Inocencio II se mostró extremadamente severo para con los partidarios del
antipapa. El Concilio le siguió por este camino y fueron anuladas todas las
ordenaciones hechas por Anacleto II. No sólo se degradó a los que habían
recibido las órdenes menores y el sacerdocio; también los obispos y los
arzobispos que él había creado tuvieron que renunciar a su dignidad. Inocencio
II había inscrito en el programa de los trabajos otros problemas: la represión
de la herejía y la reforma eclesiástica. Este segundo Concilio de L. ha dejado
sobre estos dos puntos una legislación más abundante que el primero. El can. 23
condena una secta de herejes que seguían a Pedro de Bruys (petrobrusianos). En
la enseñanza del heresiarca se encuentran ya numerosos temas de las herejías
populares y antisacerdotales de la Edad Media.
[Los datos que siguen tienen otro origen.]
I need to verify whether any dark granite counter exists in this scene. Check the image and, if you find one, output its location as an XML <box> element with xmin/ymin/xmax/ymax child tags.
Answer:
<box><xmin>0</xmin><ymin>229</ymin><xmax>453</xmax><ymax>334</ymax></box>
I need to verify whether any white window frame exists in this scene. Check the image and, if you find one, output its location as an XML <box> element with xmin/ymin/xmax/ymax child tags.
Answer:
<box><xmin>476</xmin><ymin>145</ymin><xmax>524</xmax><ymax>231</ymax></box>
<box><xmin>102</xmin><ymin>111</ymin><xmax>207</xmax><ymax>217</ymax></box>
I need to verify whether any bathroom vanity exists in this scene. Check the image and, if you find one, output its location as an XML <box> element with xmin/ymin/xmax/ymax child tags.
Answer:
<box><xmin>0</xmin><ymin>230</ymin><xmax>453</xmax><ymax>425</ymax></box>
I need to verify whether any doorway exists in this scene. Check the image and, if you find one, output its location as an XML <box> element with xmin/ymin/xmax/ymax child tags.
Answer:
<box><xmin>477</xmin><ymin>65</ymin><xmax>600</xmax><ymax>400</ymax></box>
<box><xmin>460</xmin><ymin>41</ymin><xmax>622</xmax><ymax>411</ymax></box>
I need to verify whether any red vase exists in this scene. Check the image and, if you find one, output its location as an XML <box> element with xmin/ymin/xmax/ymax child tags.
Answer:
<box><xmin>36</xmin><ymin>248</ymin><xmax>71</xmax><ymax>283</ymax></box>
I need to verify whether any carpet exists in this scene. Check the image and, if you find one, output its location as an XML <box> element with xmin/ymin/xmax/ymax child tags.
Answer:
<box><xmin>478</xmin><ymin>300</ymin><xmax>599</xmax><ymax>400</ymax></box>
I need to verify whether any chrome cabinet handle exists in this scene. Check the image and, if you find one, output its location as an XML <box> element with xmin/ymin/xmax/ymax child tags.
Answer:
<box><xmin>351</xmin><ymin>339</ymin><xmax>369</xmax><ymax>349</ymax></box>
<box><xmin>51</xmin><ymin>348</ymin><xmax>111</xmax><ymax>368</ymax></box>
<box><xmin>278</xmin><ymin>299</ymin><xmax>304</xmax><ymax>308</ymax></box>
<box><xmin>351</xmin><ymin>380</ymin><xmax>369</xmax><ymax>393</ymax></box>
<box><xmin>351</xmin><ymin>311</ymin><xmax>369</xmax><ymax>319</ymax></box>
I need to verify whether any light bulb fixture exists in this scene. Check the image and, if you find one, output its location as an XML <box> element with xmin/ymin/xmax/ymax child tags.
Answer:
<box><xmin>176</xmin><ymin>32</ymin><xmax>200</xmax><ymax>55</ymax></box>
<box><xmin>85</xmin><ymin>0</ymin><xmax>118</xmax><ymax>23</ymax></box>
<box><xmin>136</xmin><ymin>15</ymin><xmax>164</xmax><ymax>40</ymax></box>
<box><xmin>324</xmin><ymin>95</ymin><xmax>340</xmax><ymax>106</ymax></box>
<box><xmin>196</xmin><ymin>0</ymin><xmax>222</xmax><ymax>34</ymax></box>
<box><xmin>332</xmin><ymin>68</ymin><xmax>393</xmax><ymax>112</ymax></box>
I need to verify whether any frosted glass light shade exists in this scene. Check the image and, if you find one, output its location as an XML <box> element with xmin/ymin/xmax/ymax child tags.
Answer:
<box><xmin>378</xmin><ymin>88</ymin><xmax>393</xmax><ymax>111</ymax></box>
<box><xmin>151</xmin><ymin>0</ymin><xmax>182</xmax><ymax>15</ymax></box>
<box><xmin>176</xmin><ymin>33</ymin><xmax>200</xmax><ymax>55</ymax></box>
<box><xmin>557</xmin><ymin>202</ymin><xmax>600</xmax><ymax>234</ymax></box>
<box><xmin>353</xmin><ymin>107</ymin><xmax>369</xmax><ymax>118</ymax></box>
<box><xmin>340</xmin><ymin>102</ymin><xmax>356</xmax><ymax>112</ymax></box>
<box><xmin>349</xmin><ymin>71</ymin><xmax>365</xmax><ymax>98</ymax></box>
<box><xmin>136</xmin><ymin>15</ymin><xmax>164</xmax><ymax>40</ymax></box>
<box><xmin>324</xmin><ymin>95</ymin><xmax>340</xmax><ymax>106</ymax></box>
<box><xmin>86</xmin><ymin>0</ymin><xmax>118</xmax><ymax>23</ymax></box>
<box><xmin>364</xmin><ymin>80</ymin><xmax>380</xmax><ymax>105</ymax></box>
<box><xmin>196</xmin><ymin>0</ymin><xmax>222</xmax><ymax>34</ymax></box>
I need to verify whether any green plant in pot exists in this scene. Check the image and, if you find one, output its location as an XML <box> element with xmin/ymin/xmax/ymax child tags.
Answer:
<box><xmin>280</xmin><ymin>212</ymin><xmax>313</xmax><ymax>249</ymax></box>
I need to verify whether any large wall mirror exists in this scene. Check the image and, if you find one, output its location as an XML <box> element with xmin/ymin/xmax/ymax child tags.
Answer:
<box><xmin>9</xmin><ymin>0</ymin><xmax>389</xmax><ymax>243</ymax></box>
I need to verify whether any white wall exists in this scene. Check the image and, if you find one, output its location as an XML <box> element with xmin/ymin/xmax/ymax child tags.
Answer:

Rechazaba la Eucaristía, el
bautismo de los niños, el sacerdocio y el matrimonio. Otro hereje, Arnaldo de
Brescia (v.), fue condenado al silencio. Antepasado de los fraticelos (v.),
reclamaba para la Iglesia la pobreza integral y rechazaba para ella toda
posesión territorial. Proscrito de Italia, en donde se le prohibió predicar, se
desterró a Francia.
Una serie de cánones vino a precisar la disciplina eclesiástica. Se ha
conservado una treintena que repiten en muchos casos los del precedente Concilio
de L. contra la simonía, el nicolaísmo, las usurpaciones de los laicos, el
respeto de la Tregua de Dios y la prohibición de los matrimonios consanguíneos.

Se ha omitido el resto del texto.